IV. The Sentence Appeal
[21] The trial judge imposed an effective sentence of 43 months. While acknowledging that a penitentiary term was necessary, counsel submits that the trial judge erred in finding the appellant was engaged in commercial drug activity at the time he was in possession of the loaded firearm. The trial judge treated this as a significantly aggravating factor. The appellant accepted that he was trafficking in marihuana in the technical sense in that he was carrying marihuana to a friend. He denied that he was a drug dealer.
[22] The trial judge found that the appellant was engaged in commercial drug trafficking, albeit at a low level. That finding was open on the evidence. The appellant was in possession of a large amount of cash and a loaded handgun. Both indicate that the appellant was in the business of selling drugs and was not merely delivering the drugs to a friend as a favour.

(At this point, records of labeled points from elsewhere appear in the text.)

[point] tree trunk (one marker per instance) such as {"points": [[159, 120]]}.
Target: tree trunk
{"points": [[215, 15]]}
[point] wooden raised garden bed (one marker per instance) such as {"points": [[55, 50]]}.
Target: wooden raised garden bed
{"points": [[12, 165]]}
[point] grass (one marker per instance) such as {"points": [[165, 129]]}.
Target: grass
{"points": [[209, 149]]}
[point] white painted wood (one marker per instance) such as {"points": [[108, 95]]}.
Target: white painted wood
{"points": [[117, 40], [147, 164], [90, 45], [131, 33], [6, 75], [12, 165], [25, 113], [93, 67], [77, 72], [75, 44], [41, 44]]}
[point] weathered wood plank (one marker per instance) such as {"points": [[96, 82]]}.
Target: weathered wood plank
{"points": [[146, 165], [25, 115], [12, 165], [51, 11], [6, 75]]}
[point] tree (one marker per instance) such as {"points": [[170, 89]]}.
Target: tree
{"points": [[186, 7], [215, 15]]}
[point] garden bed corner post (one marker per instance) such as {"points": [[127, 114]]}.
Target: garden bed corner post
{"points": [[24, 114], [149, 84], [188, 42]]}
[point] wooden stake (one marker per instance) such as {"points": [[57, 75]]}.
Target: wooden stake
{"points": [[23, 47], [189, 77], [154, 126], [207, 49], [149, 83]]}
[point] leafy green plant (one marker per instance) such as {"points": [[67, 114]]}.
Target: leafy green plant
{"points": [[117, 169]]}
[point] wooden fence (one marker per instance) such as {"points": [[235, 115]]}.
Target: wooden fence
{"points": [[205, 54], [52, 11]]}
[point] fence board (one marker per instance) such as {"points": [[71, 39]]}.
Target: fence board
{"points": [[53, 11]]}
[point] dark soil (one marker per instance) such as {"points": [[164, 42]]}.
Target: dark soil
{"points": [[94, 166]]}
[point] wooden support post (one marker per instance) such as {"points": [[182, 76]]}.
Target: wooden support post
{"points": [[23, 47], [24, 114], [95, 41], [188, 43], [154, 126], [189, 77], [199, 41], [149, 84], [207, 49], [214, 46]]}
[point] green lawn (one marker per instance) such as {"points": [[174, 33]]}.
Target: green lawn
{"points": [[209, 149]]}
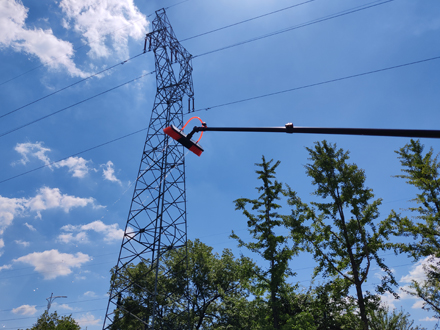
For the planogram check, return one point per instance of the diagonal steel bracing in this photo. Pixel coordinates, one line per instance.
(156, 223)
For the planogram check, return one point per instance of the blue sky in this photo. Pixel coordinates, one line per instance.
(60, 226)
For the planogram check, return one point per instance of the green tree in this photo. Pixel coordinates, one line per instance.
(203, 287)
(383, 319)
(271, 247)
(342, 236)
(54, 322)
(421, 171)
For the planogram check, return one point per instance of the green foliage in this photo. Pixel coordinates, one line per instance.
(202, 287)
(383, 319)
(54, 322)
(421, 171)
(342, 236)
(429, 289)
(270, 246)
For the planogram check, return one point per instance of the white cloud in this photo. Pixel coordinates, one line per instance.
(51, 198)
(70, 238)
(387, 300)
(110, 232)
(90, 294)
(45, 199)
(23, 243)
(5, 267)
(31, 228)
(34, 150)
(104, 22)
(109, 173)
(25, 310)
(52, 263)
(9, 209)
(76, 165)
(88, 319)
(418, 304)
(417, 273)
(52, 52)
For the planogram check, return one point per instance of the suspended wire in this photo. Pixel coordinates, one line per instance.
(319, 20)
(176, 4)
(73, 155)
(235, 102)
(75, 83)
(75, 104)
(77, 48)
(319, 83)
(220, 49)
(247, 20)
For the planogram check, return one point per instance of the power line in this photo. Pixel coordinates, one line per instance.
(72, 105)
(73, 155)
(75, 83)
(247, 20)
(320, 83)
(363, 7)
(326, 18)
(77, 48)
(222, 105)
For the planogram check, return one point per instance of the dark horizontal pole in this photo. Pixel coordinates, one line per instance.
(414, 133)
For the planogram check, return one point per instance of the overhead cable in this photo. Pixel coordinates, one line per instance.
(72, 105)
(241, 101)
(75, 83)
(223, 48)
(247, 20)
(320, 83)
(319, 20)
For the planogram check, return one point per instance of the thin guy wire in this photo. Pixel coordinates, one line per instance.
(319, 83)
(72, 105)
(73, 155)
(247, 20)
(77, 48)
(75, 83)
(245, 100)
(227, 47)
(347, 12)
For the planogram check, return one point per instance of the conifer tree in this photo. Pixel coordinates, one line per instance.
(273, 248)
(342, 235)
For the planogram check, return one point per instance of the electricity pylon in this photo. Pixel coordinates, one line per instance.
(156, 224)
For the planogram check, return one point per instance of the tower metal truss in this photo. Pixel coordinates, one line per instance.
(140, 293)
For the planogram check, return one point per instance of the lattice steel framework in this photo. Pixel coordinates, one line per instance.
(156, 224)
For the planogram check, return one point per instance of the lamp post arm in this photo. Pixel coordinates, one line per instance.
(289, 128)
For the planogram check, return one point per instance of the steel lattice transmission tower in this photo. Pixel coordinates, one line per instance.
(156, 224)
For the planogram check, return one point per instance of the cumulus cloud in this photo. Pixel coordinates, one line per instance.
(25, 310)
(88, 319)
(105, 22)
(36, 150)
(5, 267)
(51, 51)
(110, 232)
(22, 243)
(45, 199)
(109, 173)
(76, 165)
(52, 263)
(9, 209)
(30, 227)
(51, 198)
(90, 294)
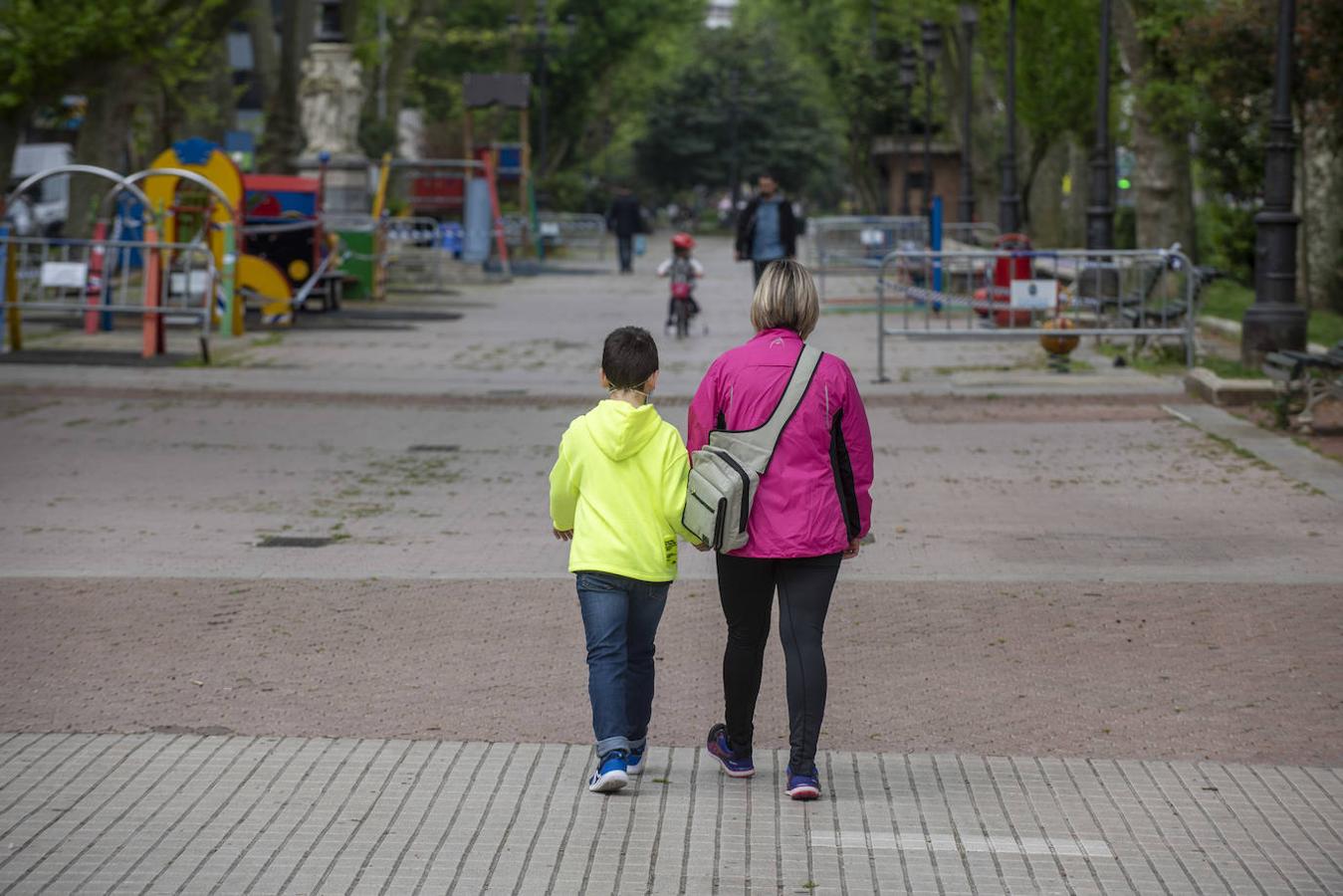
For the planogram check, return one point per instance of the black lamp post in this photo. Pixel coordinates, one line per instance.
(1100, 212)
(1008, 204)
(543, 80)
(932, 47)
(1274, 320)
(969, 16)
(330, 29)
(908, 77)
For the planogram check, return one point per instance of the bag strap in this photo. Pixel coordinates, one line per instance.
(767, 435)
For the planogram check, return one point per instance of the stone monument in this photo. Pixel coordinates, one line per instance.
(331, 96)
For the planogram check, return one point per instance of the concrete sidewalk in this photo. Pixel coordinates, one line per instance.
(175, 813)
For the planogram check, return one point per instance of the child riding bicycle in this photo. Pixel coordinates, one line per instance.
(684, 269)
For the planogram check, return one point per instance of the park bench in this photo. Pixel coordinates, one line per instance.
(1304, 379)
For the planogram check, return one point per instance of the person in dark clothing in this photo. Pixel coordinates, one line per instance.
(767, 229)
(624, 220)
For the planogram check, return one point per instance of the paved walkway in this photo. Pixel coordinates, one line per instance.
(1060, 569)
(162, 813)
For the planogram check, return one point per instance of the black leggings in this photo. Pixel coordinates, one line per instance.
(746, 590)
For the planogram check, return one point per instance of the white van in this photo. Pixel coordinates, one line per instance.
(46, 206)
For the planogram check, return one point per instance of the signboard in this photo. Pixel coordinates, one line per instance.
(64, 274)
(192, 284)
(1034, 295)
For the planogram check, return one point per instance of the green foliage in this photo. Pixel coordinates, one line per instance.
(54, 46)
(740, 104)
(1227, 230)
(1231, 300)
(595, 76)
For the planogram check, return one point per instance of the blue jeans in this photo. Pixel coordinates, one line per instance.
(620, 618)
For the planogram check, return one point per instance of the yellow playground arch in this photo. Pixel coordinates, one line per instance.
(255, 276)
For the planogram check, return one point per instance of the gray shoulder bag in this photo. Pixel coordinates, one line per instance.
(726, 472)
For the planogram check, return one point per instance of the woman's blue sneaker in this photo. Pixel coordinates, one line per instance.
(719, 749)
(610, 774)
(802, 786)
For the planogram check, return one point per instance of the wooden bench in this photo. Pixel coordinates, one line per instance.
(1304, 379)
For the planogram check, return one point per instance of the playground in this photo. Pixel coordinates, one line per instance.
(324, 547)
(299, 303)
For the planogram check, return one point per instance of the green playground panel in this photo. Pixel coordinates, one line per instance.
(360, 243)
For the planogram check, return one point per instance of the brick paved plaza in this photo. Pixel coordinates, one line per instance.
(1092, 648)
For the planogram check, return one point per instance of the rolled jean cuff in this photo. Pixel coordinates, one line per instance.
(607, 745)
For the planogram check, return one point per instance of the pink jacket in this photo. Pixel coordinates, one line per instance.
(815, 495)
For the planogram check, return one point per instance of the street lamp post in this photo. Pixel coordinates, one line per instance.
(969, 18)
(1274, 320)
(543, 76)
(932, 47)
(908, 76)
(1100, 212)
(1008, 204)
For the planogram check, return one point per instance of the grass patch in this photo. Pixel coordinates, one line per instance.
(1231, 300)
(1231, 368)
(1162, 360)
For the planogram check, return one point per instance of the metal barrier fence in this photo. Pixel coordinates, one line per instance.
(96, 278)
(981, 234)
(850, 249)
(1030, 295)
(573, 231)
(564, 231)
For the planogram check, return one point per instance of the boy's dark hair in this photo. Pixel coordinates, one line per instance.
(629, 357)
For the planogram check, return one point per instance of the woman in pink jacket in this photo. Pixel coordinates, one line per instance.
(811, 511)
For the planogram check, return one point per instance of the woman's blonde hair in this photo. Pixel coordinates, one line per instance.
(785, 297)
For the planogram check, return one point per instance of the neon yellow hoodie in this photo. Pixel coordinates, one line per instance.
(619, 484)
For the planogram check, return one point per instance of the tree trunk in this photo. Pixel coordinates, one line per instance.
(404, 42)
(11, 122)
(284, 138)
(105, 141)
(1163, 181)
(1322, 218)
(261, 29)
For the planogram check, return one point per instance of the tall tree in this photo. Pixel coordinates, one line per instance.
(282, 141)
(1161, 123)
(736, 108)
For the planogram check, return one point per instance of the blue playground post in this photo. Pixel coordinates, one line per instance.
(935, 241)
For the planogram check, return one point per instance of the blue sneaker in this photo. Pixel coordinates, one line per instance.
(719, 749)
(610, 774)
(802, 786)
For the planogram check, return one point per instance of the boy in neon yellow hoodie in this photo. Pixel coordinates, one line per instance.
(616, 493)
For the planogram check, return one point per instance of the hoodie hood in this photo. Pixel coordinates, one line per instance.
(619, 429)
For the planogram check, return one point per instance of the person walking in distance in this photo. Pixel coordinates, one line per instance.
(624, 220)
(767, 229)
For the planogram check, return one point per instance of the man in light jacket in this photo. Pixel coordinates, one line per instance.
(767, 229)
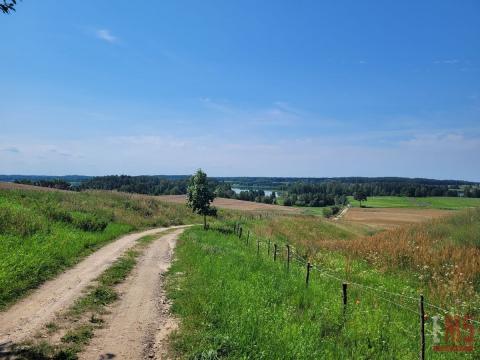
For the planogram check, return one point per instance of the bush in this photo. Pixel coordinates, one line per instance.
(331, 211)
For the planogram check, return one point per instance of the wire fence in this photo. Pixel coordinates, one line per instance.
(413, 305)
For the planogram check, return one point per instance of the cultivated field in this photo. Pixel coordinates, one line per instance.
(230, 298)
(233, 204)
(385, 218)
(445, 203)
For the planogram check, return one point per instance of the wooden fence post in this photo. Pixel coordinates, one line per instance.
(288, 257)
(308, 274)
(422, 329)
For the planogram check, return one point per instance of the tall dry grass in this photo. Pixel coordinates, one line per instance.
(444, 254)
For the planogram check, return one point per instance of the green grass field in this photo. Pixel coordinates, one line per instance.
(235, 304)
(44, 232)
(447, 203)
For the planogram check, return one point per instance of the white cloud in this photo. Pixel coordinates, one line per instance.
(106, 35)
(442, 155)
(447, 61)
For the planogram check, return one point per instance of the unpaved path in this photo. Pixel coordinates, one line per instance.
(23, 319)
(139, 323)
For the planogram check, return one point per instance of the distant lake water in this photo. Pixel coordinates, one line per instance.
(267, 192)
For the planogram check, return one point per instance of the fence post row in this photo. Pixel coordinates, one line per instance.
(238, 229)
(288, 257)
(308, 274)
(344, 290)
(422, 329)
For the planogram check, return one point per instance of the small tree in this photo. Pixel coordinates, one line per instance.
(360, 196)
(200, 196)
(7, 7)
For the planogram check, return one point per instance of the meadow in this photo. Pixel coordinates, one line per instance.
(440, 202)
(44, 232)
(235, 303)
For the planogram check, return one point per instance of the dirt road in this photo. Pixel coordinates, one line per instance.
(139, 323)
(23, 319)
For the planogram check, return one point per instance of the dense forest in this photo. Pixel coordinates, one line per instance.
(287, 191)
(149, 185)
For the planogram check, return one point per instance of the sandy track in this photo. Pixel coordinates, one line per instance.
(139, 323)
(24, 318)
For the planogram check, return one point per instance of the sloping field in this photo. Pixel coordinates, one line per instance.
(436, 202)
(233, 204)
(391, 217)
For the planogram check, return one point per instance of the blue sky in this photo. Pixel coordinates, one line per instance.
(267, 88)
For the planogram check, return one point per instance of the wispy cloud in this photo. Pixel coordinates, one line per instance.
(447, 61)
(12, 150)
(106, 35)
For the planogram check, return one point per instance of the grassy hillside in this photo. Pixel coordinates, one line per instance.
(236, 304)
(43, 232)
(442, 255)
(448, 203)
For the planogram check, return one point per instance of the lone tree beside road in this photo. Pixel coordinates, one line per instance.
(200, 196)
(7, 7)
(360, 196)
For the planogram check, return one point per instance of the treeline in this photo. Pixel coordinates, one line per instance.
(224, 190)
(334, 193)
(148, 185)
(54, 184)
(282, 182)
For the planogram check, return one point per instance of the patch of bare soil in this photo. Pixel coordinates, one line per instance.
(234, 204)
(391, 217)
(138, 325)
(26, 317)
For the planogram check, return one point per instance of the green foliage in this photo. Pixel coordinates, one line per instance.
(237, 305)
(200, 196)
(44, 232)
(8, 6)
(447, 203)
(331, 211)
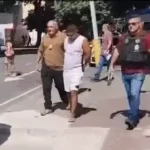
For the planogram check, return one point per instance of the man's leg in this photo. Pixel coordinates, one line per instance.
(74, 104)
(75, 81)
(127, 84)
(99, 69)
(47, 80)
(59, 84)
(136, 85)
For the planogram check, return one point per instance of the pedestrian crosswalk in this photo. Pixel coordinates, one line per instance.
(30, 130)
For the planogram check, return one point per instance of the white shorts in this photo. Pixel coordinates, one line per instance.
(72, 80)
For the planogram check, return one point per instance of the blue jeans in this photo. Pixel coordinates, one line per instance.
(103, 61)
(133, 84)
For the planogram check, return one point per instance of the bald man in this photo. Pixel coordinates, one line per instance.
(51, 52)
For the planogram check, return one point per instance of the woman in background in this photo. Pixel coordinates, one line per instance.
(9, 58)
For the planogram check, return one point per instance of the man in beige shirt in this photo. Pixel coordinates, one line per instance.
(51, 52)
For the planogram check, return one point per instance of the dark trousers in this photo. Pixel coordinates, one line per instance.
(48, 75)
(133, 84)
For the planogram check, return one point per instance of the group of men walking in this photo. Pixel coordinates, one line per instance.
(65, 56)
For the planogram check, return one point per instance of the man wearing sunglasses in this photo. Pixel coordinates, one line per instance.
(133, 51)
(51, 52)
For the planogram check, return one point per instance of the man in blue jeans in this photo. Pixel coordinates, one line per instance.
(133, 52)
(106, 51)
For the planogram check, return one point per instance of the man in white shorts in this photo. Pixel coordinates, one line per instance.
(77, 56)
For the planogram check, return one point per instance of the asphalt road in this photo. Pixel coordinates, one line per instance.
(101, 124)
(10, 91)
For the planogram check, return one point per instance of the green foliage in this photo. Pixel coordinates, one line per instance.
(79, 12)
(81, 9)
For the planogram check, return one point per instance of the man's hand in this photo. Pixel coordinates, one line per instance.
(110, 72)
(38, 68)
(105, 52)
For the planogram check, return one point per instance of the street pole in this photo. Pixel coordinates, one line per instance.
(96, 41)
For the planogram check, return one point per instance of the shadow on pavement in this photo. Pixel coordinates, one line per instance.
(145, 91)
(83, 110)
(125, 113)
(4, 133)
(80, 111)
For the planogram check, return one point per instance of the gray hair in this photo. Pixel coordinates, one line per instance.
(53, 23)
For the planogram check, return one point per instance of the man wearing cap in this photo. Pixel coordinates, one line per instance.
(133, 51)
(77, 56)
(51, 52)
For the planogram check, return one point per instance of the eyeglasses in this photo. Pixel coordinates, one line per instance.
(133, 23)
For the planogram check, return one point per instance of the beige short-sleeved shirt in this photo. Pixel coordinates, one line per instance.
(52, 50)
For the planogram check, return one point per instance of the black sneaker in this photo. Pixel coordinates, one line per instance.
(131, 124)
(46, 112)
(95, 79)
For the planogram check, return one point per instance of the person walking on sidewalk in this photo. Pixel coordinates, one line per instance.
(51, 52)
(107, 44)
(133, 52)
(77, 56)
(9, 58)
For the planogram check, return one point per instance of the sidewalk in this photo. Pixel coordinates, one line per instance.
(25, 129)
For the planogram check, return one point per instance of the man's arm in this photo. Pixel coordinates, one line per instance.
(147, 43)
(110, 40)
(40, 52)
(114, 57)
(116, 52)
(86, 52)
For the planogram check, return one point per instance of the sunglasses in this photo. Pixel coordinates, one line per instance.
(133, 23)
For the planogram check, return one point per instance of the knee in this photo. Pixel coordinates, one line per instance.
(134, 96)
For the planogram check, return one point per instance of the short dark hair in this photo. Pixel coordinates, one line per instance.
(72, 27)
(134, 16)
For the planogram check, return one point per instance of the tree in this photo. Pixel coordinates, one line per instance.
(79, 12)
(38, 18)
(119, 8)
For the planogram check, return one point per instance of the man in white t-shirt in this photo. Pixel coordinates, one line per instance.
(77, 51)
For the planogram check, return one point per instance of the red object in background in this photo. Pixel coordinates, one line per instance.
(9, 34)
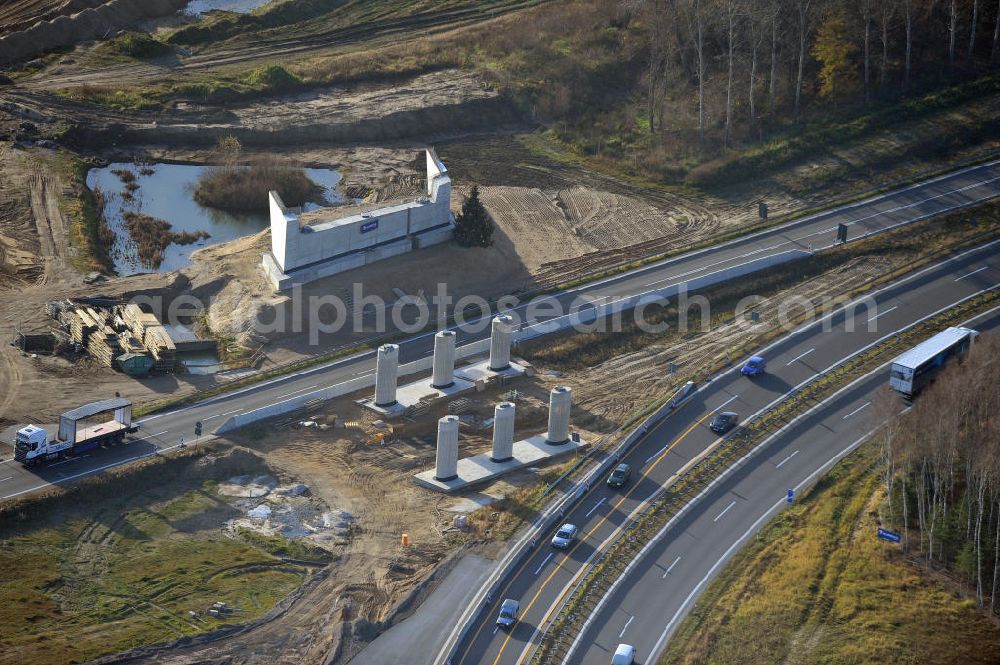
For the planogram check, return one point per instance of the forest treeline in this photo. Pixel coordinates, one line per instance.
(941, 469)
(668, 85)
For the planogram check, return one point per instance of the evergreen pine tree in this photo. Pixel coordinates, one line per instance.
(473, 226)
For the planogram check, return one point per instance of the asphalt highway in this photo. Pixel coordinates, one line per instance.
(168, 430)
(651, 601)
(544, 578)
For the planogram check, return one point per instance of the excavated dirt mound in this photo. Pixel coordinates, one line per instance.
(92, 20)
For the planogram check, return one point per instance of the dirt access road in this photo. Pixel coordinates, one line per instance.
(269, 47)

[23] Counsel also submits that the trial judge failed to give adequate weight to the appellant's status of a young first offender.
[24] The trial judge was alive to the appellant's age, the absence of a criminal record and his relatively positive prospects. However, this court, and more importantly the Supreme Court of Canada, have repeatedly indicated that the kind of offences committed by the appellant require the imposition of substantial jail terms even if the offender is young and has no criminal record: see R. v. Nur, 2015 SCC 15. Cases from this court, referred to by the trial judge, support the position that the sentence imposed was within the established range for this kind of offence even when committed by a relatively young first offender. We observe, as did the trial judge, that the appellant not only fled from the police while armed with a loaded handgun, a very dangerous activity, he also threw that loaded weapon away in a place where it could easily have been found by a young child.
[25] The trial judge did not err in principle in the sentence he imposed. The sentence is not manifestly unfit. We cannot interfere.
V. Conclusion
[26] As indicated at the end of oral argument, the appeal from conviction and the appeal from sentence are dismissed.
Released: January 26, 2017
"Doherty J.A." "R.A. Blair J.A." "P. Lauwers J.A."